Colonial rule (up to 1974)
Portuguese colonization began in the late sixteenth century, though the entire country was only brought under full control in 1885. Portuguese settlement began on a large scale only after World War I. In a country without a tradition of private property, any land that was not explicitly owned was taken over by Portugal and partly given to the settlers. Growing dissatisfaction with colonial exploitation led to a popular uprising in 1961, which was contained only three years later. Already by 1956 the first resistance movement had been formed, the MPLA (Movimento Popular de Libertaçao de Angola, Popular Movement for the Liberation of Angola). This was followed in 1962 by the foundation of the FNLA (Frente Nacional de Libertaçao de Angola, National Liberation Front of Angola), from which emerged a third movement led by Jonas Malheiro Savimbi (b. 1934, d. 2002) in 1966, the UNITA (União Nacional par a Independência Total de Angola, National Union for the Complete Independence of Angola). The mounting resistance to Portuguese rule did trigger some concessions from the colonial power, notably the abolition of forced labour for the indigenous population in 1962. At the same time, Portuguese attempts at integrating Angola into the ‘motherland’ through the introduction of Portuguese culture failed.

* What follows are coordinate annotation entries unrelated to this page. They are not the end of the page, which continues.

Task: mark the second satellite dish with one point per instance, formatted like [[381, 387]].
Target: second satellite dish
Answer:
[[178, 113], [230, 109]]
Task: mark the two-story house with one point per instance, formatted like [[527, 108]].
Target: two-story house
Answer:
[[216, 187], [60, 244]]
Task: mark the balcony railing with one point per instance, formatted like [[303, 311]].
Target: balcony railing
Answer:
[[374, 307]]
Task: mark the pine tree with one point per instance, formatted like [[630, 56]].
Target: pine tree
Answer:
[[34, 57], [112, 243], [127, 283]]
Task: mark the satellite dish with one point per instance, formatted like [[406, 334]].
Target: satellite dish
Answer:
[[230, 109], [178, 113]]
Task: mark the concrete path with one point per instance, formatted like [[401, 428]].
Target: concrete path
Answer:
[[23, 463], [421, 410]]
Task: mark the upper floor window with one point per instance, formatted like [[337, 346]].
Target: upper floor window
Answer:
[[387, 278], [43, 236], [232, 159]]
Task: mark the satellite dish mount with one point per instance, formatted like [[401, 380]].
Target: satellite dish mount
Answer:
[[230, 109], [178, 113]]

After the end of military rule in Portugal in 1974, Angola was hastily released into independence in 1975.
Civil war (1975–2002)
There ensued a struggle for political dominance between the three competing guerrilla organizations, which was complicated by foreign interference. The MPLA was supported by Cuban troops and Soviet aid, whereas UNITA, operating in the south, was supported by the US and South Africa. The FNLA, operating in the north, was supported also by the US, as well as by neighbouring Congo. As a result of the civil war, and the exodus of the majority of the skilled labour force to Portugal, the economy collapsed in 1975. The MPLA soon gained the upper hand, and in February 1976 proclaimed a socialist People's Republic. Nevertheless, it remained unable to overcome the armed resistance of both the FNLA and UNITA. The situation was complicated by frequent attacks by South African troops against SWAPO bases in the south. Following the initial establishment of a planned economy, market forces were gradually introduced. Angola finally joined the third Lomé Convention in 1985, and in 1987 President Eduardo dos Santos announced economic reforms and the promotion of private property.

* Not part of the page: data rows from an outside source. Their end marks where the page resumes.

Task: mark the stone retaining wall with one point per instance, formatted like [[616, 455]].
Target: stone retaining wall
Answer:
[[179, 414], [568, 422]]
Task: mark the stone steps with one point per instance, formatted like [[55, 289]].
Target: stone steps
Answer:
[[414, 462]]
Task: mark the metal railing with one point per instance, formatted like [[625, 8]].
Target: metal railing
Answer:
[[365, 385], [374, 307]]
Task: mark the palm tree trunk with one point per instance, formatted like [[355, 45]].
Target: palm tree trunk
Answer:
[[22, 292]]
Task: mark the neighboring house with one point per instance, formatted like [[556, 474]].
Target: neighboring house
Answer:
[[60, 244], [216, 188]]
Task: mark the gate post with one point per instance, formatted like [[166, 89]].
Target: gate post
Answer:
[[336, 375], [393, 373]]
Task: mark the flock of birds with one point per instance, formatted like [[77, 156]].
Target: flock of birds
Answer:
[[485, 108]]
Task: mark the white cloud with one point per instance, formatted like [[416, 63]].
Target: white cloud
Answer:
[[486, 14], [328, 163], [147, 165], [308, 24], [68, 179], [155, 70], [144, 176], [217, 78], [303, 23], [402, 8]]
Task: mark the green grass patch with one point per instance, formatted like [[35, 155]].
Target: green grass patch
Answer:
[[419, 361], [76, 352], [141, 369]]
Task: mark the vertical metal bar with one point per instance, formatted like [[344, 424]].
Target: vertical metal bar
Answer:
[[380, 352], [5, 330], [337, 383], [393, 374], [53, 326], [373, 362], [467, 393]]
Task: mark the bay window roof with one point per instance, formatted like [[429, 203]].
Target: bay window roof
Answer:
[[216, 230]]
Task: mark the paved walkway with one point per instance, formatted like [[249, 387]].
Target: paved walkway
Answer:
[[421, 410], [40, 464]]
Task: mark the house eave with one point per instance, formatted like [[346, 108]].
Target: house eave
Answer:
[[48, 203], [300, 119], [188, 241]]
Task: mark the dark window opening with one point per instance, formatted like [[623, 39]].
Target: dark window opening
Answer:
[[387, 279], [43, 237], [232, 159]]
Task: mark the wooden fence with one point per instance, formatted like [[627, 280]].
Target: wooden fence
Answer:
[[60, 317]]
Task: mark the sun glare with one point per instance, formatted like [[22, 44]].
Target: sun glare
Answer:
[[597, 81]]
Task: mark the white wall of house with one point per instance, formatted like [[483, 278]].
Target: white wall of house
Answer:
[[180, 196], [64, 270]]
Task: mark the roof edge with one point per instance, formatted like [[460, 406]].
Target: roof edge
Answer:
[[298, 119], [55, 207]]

As it became clear that neither side could win in the civil war, on 22 December 1988 South Africa, Angola, and Cuba signed a peace treaty brokered by the UN. This stipulated withdrawal of the 50,000 Cuban troops and the South African troops from Angolan and neighbouring Namibian soil. On 2 May 1991, the MPLA and UNITA agreed to fuse their armed forces and hold of a general election in November 1992. UNITA refused to accept the outcome of these elections, which gave the MPLA an absolute majority, and in the resulting violence in 1993 over 30,000 people died. New elections were agreed in May 1994, and despite continued heavy fighting, on 20 November 1994 both parties signed a peace treaty. The fragile peace process that ensued was brought to an end by UNITA's refusal to hand over some of their territories to government control. The civil war that returned in 1998 led to over three million people being displaced from their homes. Bolstered by military spending that took up over 40 per cent of the budget, the government took control over most of Angola, while Savimbi's death in action in February 2002 weakened UNITA still further. UNITA disbanded officially in August, thus ending 27 years of Civil War.
Recent developments (Since 2002)
The onset of peace allowed the government to profit from growing exports in diamonds and crude oil. By 2006, Angola had advanced to become Africa's largest oil producer after Nigeria. Widespread corruption, however, prevented the majority of the population from experiencing the economic benefits of Angola's wealth in mineral resources.